Here stands a man, millions of light years below the level of the Ramban, facing the opportunity of knowing in depth the mystic secrets of Torah, while on the other side, he is being tempted by some juicy `news' which won't even be relevant two days hence. What shall he choose? Does it make sense that he should shunt aside the Torah knowledge, whose wisdom is broader than the measure of the world - for such inanity?

Let us imagine a family with members of all ages sitting at an exalted Shabbos table where the adults glory in the holiness and exaltedness of Shabbos, while a child will focus on a trivial toy which captured his attention on that Shabbos. This is what remains in his memory because he attributed importance to it. Why? Because that was the extent of his childlike perception.

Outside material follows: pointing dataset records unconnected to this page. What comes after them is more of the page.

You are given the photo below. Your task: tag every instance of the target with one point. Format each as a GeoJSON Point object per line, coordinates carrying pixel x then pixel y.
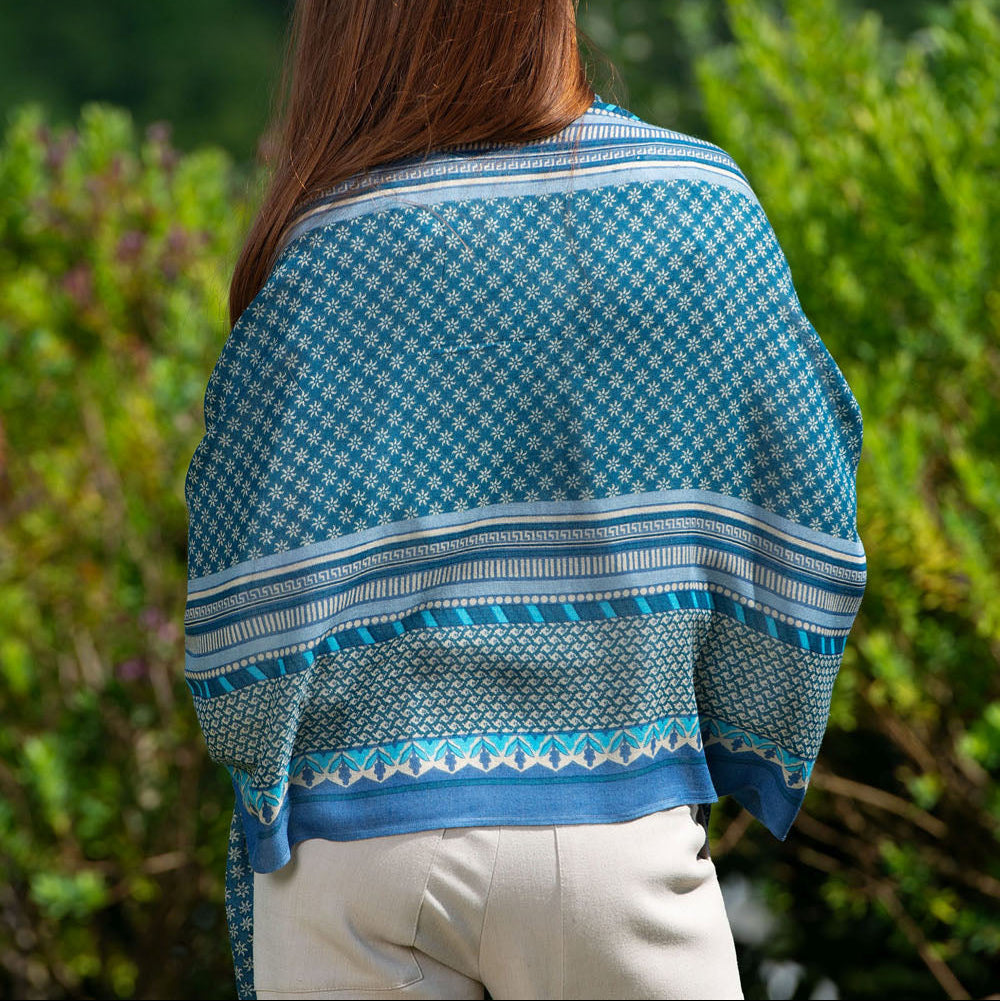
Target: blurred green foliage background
{"type": "Point", "coordinates": [871, 133]}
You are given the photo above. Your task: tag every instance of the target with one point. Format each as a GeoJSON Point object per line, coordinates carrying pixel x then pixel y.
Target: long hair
{"type": "Point", "coordinates": [365, 82]}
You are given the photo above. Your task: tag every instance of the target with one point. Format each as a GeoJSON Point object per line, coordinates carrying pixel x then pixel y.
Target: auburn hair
{"type": "Point", "coordinates": [365, 82]}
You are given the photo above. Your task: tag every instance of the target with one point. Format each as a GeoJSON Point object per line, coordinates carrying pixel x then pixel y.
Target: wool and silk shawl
{"type": "Point", "coordinates": [527, 495]}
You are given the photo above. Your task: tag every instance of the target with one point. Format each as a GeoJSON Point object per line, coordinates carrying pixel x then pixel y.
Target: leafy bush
{"type": "Point", "coordinates": [877, 163]}
{"type": "Point", "coordinates": [879, 166]}
{"type": "Point", "coordinates": [113, 824]}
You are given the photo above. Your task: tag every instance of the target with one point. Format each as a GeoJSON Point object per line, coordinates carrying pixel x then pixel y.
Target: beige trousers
{"type": "Point", "coordinates": [619, 910]}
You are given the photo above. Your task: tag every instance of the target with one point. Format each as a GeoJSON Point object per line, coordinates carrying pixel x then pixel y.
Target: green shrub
{"type": "Point", "coordinates": [113, 824]}
{"type": "Point", "coordinates": [879, 167]}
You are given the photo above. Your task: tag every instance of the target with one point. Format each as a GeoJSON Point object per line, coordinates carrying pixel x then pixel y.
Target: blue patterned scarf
{"type": "Point", "coordinates": [527, 495]}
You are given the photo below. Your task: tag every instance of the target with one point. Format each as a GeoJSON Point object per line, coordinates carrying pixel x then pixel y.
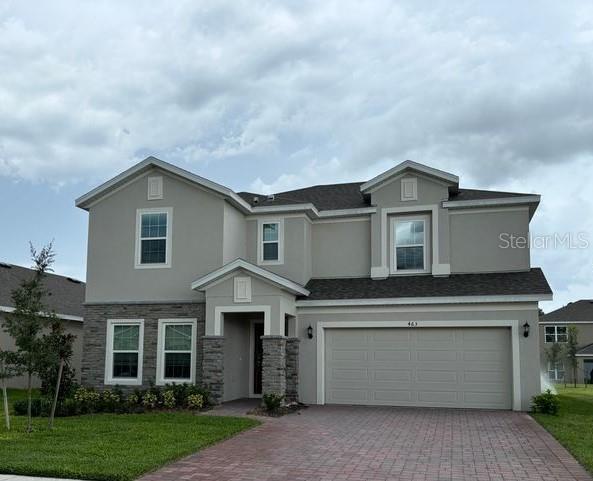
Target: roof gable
{"type": "Point", "coordinates": [283, 283]}
{"type": "Point", "coordinates": [408, 166]}
{"type": "Point", "coordinates": [88, 199]}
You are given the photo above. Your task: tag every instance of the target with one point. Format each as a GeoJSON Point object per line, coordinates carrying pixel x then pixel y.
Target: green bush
{"type": "Point", "coordinates": [39, 407]}
{"type": "Point", "coordinates": [195, 401]}
{"type": "Point", "coordinates": [545, 403]}
{"type": "Point", "coordinates": [272, 401]}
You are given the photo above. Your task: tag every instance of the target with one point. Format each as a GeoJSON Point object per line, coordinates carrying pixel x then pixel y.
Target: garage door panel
{"type": "Point", "coordinates": [466, 367]}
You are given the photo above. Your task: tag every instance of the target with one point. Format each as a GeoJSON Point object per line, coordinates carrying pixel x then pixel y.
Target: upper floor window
{"type": "Point", "coordinates": [176, 350]}
{"type": "Point", "coordinates": [153, 238]}
{"type": "Point", "coordinates": [271, 238]}
{"type": "Point", "coordinates": [556, 334]}
{"type": "Point", "coordinates": [556, 371]}
{"type": "Point", "coordinates": [125, 338]}
{"type": "Point", "coordinates": [409, 245]}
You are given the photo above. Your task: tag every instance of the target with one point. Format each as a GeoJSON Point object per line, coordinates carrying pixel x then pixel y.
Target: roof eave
{"type": "Point", "coordinates": [409, 164]}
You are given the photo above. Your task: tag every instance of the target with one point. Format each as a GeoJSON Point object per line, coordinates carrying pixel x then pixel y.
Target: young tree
{"type": "Point", "coordinates": [571, 350]}
{"type": "Point", "coordinates": [57, 377]}
{"type": "Point", "coordinates": [26, 322]}
{"type": "Point", "coordinates": [553, 354]}
{"type": "Point", "coordinates": [8, 368]}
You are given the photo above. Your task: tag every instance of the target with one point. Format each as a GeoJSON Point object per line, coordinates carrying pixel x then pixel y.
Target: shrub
{"type": "Point", "coordinates": [545, 403]}
{"type": "Point", "coordinates": [195, 401]}
{"type": "Point", "coordinates": [150, 400]}
{"type": "Point", "coordinates": [39, 407]}
{"type": "Point", "coordinates": [272, 401]}
{"type": "Point", "coordinates": [169, 400]}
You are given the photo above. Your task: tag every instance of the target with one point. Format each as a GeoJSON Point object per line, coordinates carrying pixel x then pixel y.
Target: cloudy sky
{"type": "Point", "coordinates": [269, 96]}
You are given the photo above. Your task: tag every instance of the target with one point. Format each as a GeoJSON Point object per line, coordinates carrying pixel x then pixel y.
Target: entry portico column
{"type": "Point", "coordinates": [274, 365]}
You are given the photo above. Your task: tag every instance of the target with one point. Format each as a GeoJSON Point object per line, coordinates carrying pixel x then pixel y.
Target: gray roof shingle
{"type": "Point", "coordinates": [67, 295]}
{"type": "Point", "coordinates": [348, 196]}
{"type": "Point", "coordinates": [492, 284]}
{"type": "Point", "coordinates": [574, 311]}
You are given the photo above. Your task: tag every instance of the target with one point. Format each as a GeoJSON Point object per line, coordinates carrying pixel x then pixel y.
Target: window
{"type": "Point", "coordinates": [555, 334]}
{"type": "Point", "coordinates": [409, 251]}
{"type": "Point", "coordinates": [153, 240]}
{"type": "Point", "coordinates": [556, 371]}
{"type": "Point", "coordinates": [123, 363]}
{"type": "Point", "coordinates": [177, 350]}
{"type": "Point", "coordinates": [271, 238]}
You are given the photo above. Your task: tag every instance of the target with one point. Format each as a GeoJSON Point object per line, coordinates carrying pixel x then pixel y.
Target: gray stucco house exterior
{"type": "Point", "coordinates": [66, 299]}
{"type": "Point", "coordinates": [554, 329]}
{"type": "Point", "coordinates": [403, 290]}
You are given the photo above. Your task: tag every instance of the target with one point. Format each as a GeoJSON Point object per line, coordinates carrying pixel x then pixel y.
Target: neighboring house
{"type": "Point", "coordinates": [554, 329]}
{"type": "Point", "coordinates": [66, 299]}
{"type": "Point", "coordinates": [401, 290]}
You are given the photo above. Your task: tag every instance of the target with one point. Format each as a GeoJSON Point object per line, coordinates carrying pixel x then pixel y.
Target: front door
{"type": "Point", "coordinates": [258, 354]}
{"type": "Point", "coordinates": [588, 371]}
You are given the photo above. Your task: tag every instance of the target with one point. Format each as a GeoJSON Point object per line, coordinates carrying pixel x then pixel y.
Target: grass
{"type": "Point", "coordinates": [110, 447]}
{"type": "Point", "coordinates": [573, 426]}
{"type": "Point", "coordinates": [18, 394]}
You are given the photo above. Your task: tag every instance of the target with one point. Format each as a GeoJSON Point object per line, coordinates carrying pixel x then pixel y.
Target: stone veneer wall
{"type": "Point", "coordinates": [274, 365]}
{"type": "Point", "coordinates": [95, 331]}
{"type": "Point", "coordinates": [292, 369]}
{"type": "Point", "coordinates": [213, 367]}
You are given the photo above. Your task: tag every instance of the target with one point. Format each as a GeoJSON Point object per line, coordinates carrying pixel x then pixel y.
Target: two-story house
{"type": "Point", "coordinates": [554, 330]}
{"type": "Point", "coordinates": [402, 290]}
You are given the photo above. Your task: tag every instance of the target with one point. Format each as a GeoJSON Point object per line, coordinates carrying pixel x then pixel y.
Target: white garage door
{"type": "Point", "coordinates": [439, 367]}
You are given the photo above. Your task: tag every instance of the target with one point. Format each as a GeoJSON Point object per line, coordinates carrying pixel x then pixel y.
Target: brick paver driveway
{"type": "Point", "coordinates": [376, 444]}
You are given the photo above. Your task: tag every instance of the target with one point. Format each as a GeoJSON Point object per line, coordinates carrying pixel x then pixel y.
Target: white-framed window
{"type": "Point", "coordinates": [153, 237]}
{"type": "Point", "coordinates": [270, 241]}
{"type": "Point", "coordinates": [556, 371]}
{"type": "Point", "coordinates": [176, 358]}
{"type": "Point", "coordinates": [554, 334]}
{"type": "Point", "coordinates": [124, 351]}
{"type": "Point", "coordinates": [410, 245]}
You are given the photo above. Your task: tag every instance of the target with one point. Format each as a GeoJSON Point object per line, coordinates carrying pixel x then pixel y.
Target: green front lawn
{"type": "Point", "coordinates": [573, 426]}
{"type": "Point", "coordinates": [110, 446]}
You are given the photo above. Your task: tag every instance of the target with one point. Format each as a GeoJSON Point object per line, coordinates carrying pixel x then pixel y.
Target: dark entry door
{"type": "Point", "coordinates": [258, 354]}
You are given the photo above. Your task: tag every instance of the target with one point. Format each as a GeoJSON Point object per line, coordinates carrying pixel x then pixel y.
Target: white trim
{"type": "Point", "coordinates": [520, 199]}
{"type": "Point", "coordinates": [260, 242]}
{"type": "Point", "coordinates": [220, 310]}
{"type": "Point", "coordinates": [109, 379]}
{"type": "Point", "coordinates": [203, 282]}
{"type": "Point", "coordinates": [160, 359]}
{"type": "Point", "coordinates": [418, 209]}
{"type": "Point", "coordinates": [409, 164]}
{"type": "Point", "coordinates": [489, 210]}
{"type": "Point", "coordinates": [168, 239]}
{"type": "Point", "coordinates": [347, 212]}
{"type": "Point", "coordinates": [85, 201]}
{"type": "Point", "coordinates": [423, 300]}
{"type": "Point", "coordinates": [513, 324]}
{"type": "Point", "coordinates": [555, 341]}
{"type": "Point", "coordinates": [155, 187]}
{"type": "Point", "coordinates": [241, 284]}
{"type": "Point", "coordinates": [393, 247]}
{"type": "Point", "coordinates": [545, 323]}
{"type": "Point", "coordinates": [65, 317]}
{"type": "Point", "coordinates": [411, 181]}
{"type": "Point", "coordinates": [252, 324]}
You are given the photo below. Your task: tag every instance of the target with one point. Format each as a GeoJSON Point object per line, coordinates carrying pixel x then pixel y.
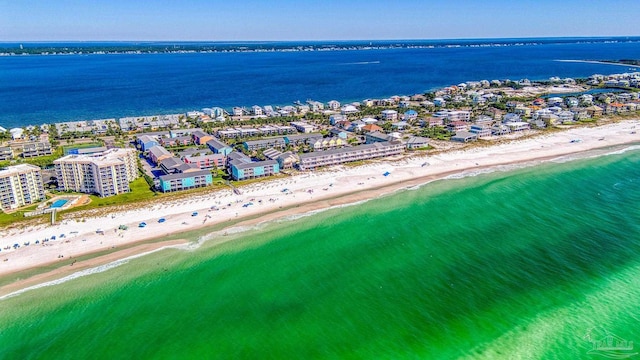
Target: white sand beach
{"type": "Point", "coordinates": [287, 196]}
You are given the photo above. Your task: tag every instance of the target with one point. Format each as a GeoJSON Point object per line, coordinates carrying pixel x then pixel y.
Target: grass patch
{"type": "Point", "coordinates": [139, 191]}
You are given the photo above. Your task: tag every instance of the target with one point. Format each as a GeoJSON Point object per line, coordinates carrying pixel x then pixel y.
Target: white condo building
{"type": "Point", "coordinates": [107, 173]}
{"type": "Point", "coordinates": [20, 185]}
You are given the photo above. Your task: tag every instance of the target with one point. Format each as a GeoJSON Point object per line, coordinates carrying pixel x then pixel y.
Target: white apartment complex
{"type": "Point", "coordinates": [20, 185]}
{"type": "Point", "coordinates": [107, 173]}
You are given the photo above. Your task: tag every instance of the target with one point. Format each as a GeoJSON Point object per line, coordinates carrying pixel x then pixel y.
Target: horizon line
{"type": "Point", "coordinates": [325, 40]}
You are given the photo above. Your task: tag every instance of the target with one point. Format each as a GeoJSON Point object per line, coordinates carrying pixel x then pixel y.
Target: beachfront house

A man can go through his whole life, and if he doesn't choose to enter more deeply and recognize that there is a world of greater heights in closeness to Hashem, pursuing His ways, gaining knowledge of Hashem and His Torah, he can whittle his whole life away with child's play, foolishness and idleness, believing that this is a smart way to live. He will convince himself that "True, the other side is a mitzvah, but this side is also interesting."

What this person is lacking is the realization that he is living in Gehennom and is not entering the Gan Eden of the sanctity of mitzvos. One who lives in Gan Eden knows that his world is one of revealing the glory of Heaven and the wisdom of Hashem, and sees that this world of his is exalted beyond measure since it is altogether infinite and limitless.

This lifestyle is not an addition to a lifestyle in the world; it is the only real world outlook in this world.